Des phrases utiles à dire
- « Tu regardes ce que fait cet enfant. »
- « Vous avez choisi tous les deux une voiture. »
- « Tu peux lui faire rouler la balle si tu en as envie. »
- « Il utilise ce camion pour le moment. En voici un autre. »
- « Vous avez joué ensemble un petit moment, puis tu es revenu à tes blocs. »
Ces formulations décrivent ce qui se passe sans attribuer d’intention à l’enfant. Elles évitent aussi de faire du jeu partagé une performance attendue.
Les réactions qui risquent de compliquer les échanges
Les parents n’ont pas besoin d’organiser chaque interaction. Quelques ajustements peuvent rendre ces moments plus confortables pour tous.
- Forcer le partage immédiat : donner son jouet sur ordre ne signifie pas encore comprendre le partage ou le tour de rôle.
- Multiplier les consignes : « Va jouer », « prête ceci », « réponds-lui » peut détourner l’attention de l’échange lui-même.
- Comparer les enfants : un pair plus sociable n’est pas une norme à atteindre.
- Interpréter trop vite un retrait : l’enfant peut avoir besoin d’observer, de se reposer ou de retrouver une activité connue.
- Faire durer à tout prix : un contact bref peut être une expérience sociale suffisante pour le moment.
Si une rencontre devient tendue, il est possible de simplifier la situation : réduire le nombre de jouets très convoités, proposer davantage d’espace ou prévoir un groupe plus petit. Cela ne garantit pas un jeu commun, mais peut rendre l’approche plus accessible.
Quand s’inquiéter ?
Le jeu parallèle, pris isolément, n’est pas un signe automatique de difficulté. Il peut toutefois être utile d’en parler à un professionnel qui connaît l’enfant si vous observez durablement très peu d’intérêt pour les personnes, peu de gestes pour communiquer ou une perte de capacités déjà présentes. Vous pouvez également demander conseil si vos inquiétudes persistent dans plusieurs lieux et situations. Un échange avec le médecin ou un professionnel de la petite enfance permet de replacer vos observations dans le développement global, sans conclure à partir d’une seule scène.

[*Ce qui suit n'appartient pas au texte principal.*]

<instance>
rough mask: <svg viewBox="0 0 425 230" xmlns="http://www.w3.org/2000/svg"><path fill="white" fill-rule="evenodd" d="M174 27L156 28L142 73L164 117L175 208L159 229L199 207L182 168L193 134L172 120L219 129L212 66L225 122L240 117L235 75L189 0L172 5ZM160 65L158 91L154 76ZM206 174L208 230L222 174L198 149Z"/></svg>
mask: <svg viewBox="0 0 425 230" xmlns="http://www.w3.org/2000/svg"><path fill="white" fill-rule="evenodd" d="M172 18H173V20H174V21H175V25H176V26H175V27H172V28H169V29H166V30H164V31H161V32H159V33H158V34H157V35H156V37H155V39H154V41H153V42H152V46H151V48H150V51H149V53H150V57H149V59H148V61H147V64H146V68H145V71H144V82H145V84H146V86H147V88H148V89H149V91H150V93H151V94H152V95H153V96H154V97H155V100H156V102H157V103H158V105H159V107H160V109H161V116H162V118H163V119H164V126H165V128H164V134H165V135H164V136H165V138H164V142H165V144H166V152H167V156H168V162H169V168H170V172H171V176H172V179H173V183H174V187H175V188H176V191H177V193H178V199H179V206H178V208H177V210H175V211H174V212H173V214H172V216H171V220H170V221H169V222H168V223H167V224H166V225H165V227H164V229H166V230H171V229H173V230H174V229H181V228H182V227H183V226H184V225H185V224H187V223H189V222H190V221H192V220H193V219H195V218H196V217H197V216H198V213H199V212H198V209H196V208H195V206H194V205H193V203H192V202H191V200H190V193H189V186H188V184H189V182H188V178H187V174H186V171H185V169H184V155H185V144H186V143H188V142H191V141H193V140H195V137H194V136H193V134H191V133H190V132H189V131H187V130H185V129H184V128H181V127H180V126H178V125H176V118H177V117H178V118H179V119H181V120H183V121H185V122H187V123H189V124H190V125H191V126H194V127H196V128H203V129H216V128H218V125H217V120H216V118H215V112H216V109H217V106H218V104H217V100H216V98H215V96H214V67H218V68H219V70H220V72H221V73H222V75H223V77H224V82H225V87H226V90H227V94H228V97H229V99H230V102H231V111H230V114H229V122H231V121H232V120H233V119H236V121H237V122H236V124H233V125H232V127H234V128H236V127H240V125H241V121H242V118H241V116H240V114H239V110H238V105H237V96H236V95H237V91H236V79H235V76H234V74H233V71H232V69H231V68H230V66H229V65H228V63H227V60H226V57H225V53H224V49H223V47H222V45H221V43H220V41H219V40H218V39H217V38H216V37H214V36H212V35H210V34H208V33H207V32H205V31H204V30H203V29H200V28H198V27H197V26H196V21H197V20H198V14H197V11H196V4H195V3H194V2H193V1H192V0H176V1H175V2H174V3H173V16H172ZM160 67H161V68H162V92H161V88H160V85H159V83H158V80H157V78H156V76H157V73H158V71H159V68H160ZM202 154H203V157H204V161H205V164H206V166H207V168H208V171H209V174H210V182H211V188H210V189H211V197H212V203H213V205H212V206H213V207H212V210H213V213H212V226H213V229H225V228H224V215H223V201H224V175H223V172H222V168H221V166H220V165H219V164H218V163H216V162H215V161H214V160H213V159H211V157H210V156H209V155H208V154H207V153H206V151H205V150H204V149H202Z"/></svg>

Sources et repères professionnels
- Centers for Disease Control and Prevention (CDC) — Milestones by 30 Months: repères indicatifs sur le jeu près des autres, à utiliser comme outil d’observation et non comme test diagnostique.
- American Academy of Pediatrics / HealthyChildren — Social Development in Preschoolers: repères professionnels sur l’apprentissage progressif du partage, du tour de rôle et des jeux en petit groupe.